In 1975, the commission also formed a critique group and carried out case studies on five geographic information systems in North America—their successes and failures—with the support of UNESCO, which published the work as a text in its Natural Resource Research Series in 1975. The IGU was also invited to review the work of the USGS. This was a two-year study and produced a seminal report in 1976 that alerted the major agency that it was committed to the digital age but was woefully unprepared to undertake commitments that it had already made. Also, for the first time, the IGU provided significant input to the work of the Committee on Data for Science and Technology of the International Council of Scientific Unions.

In the late 1970s, the IGU undertook an inventory of all computer software for spatial data handling, funded by the Resource and Land Inventory Program and the Geography Program of the U.S. Department of the Interior and directed by the renowned Dr. Duane Marble. This work represented the most comprehensive review of software for spatial data handling undertaken to that date, describing more than 600 systems and software programs worldwide. The resulting three-volume reference text was published by USGS in 1980 and made available at no cost to scientists worldwide. The commission also held interdisciplinary meetings in 1977 and 1978 to examine the methodological problems inherent in the future storage of large amounts of spatial data. These were held in Ottawa and Toronto, Canada, and Buffalo, New York. The IGU also contributed to the NASA meeting on Landsat data and geographic information systems in 1977. Under the leadership of Dieter Steiner, it provided a three-week workshop in Nigeria on remote-sensing methods for regional and national planning in July 1978, funded by the Canadian International Development Agency and UNESCO. The working materials for this workshop included a three-volume text on the recent applications of remote-sensing technology for use by the commission.

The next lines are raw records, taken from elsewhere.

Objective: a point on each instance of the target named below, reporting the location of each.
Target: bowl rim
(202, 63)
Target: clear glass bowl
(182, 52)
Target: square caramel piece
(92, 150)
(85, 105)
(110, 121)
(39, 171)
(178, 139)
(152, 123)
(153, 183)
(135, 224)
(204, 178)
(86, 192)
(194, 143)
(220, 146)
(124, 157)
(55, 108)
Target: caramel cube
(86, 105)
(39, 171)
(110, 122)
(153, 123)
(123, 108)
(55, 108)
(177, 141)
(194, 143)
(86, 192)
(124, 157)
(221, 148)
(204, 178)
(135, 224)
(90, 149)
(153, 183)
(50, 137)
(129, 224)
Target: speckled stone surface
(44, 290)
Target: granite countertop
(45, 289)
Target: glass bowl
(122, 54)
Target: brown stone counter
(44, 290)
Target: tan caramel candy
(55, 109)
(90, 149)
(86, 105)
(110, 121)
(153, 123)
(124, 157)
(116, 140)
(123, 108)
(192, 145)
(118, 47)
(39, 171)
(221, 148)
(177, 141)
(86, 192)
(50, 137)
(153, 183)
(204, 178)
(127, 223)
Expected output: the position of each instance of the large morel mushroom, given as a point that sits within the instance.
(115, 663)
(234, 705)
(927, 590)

From 1980 to 1988, the work of the Commission on Geographical Data Sensing and Processing was led by Marble. The activity concentrated principally on specialist meetings addressing major scientific concerns in the development of GIS. In 1988, the commission was renamed the Commission on Geographic Information Systems under the chairmanship of professor Sachio Kubo from Japan.

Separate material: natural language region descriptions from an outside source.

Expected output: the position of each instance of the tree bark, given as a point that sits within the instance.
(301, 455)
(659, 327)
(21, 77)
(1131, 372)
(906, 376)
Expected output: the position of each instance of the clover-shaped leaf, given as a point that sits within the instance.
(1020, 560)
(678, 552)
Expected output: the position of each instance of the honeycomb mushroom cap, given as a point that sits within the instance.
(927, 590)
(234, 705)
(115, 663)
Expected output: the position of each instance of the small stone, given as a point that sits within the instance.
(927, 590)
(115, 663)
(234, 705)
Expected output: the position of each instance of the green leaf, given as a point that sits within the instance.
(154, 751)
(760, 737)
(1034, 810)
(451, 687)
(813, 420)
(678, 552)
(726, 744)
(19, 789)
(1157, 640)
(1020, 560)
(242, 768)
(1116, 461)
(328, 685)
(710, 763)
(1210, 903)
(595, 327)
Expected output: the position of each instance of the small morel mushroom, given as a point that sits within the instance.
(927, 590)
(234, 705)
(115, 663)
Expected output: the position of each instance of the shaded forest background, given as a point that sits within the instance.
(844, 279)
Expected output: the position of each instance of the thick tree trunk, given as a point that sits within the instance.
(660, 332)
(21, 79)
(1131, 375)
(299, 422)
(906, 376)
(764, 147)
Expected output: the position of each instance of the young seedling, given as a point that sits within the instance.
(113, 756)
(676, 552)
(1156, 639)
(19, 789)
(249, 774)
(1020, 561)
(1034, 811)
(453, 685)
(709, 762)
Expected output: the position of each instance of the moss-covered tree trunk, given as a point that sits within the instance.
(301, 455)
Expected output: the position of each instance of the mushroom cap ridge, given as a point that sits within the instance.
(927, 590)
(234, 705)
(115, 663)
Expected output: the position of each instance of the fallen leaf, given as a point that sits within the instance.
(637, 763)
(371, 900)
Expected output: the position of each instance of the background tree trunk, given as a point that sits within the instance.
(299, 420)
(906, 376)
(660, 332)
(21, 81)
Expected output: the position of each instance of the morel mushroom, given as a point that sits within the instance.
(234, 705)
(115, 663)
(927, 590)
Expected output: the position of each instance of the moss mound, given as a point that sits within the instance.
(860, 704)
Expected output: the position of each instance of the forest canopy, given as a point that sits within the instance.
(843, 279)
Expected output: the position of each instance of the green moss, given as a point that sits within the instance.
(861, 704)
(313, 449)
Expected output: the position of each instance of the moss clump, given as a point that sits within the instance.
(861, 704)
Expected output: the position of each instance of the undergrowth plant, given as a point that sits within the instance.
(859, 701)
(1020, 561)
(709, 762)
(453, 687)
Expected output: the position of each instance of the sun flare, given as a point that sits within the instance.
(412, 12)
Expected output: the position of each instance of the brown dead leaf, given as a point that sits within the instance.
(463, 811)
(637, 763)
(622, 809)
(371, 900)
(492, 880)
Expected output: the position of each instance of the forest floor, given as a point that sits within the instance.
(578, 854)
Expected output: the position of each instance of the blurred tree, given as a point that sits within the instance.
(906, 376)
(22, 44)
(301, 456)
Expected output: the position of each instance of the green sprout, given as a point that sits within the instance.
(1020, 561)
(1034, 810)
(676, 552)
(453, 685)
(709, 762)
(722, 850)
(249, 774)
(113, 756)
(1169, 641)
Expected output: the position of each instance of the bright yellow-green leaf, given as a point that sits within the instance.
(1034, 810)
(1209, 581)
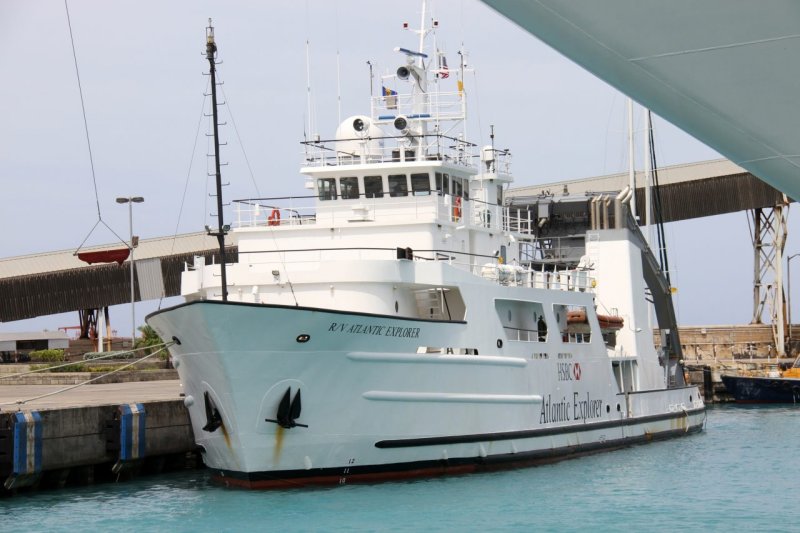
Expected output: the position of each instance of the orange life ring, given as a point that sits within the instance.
(457, 208)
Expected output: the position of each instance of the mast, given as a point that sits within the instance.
(211, 51)
(631, 169)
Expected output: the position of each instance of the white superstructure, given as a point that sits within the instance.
(392, 324)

In all, the IGU carried out supervision of $1.5 million in grants and contracts between 1968 and 1980. The communication foundation had been laid, academic geographers were increasingly receiving recognition for their work, regularly published journals were becoming available, and GIS conferences worldwide provided a necessary continuation of the work begun by the International Geographical Union. In short, the IGU was the organization that nourished the growth of GIS and let it be a coherent part of geography for the benefit of the discipline as a whole.


Generous contributions to this paper were made by Dr. David Maguire and Dr. Duane Marble. The author also wishes to thank John Calkins and Jay Loteria for graphic assistance.

About the Author

Dr. Roger F. Tomlinson, CM, is president of Tomlinson Associates Ltd. Consulting Geographers, 17 Kippewa Drive, Ottawa, Ontario K1S 3G3 Canada. He was chairman of the International Geographical Union GIS Commission for 12 years, and he is known as the "father of GIS" as a result of his work in using computers to model land inventories for the Canadian government in the early 1960s. He is the author of many works, including Thinking About GIS, Third Edition, 2007, Esri Press, Redlands, California.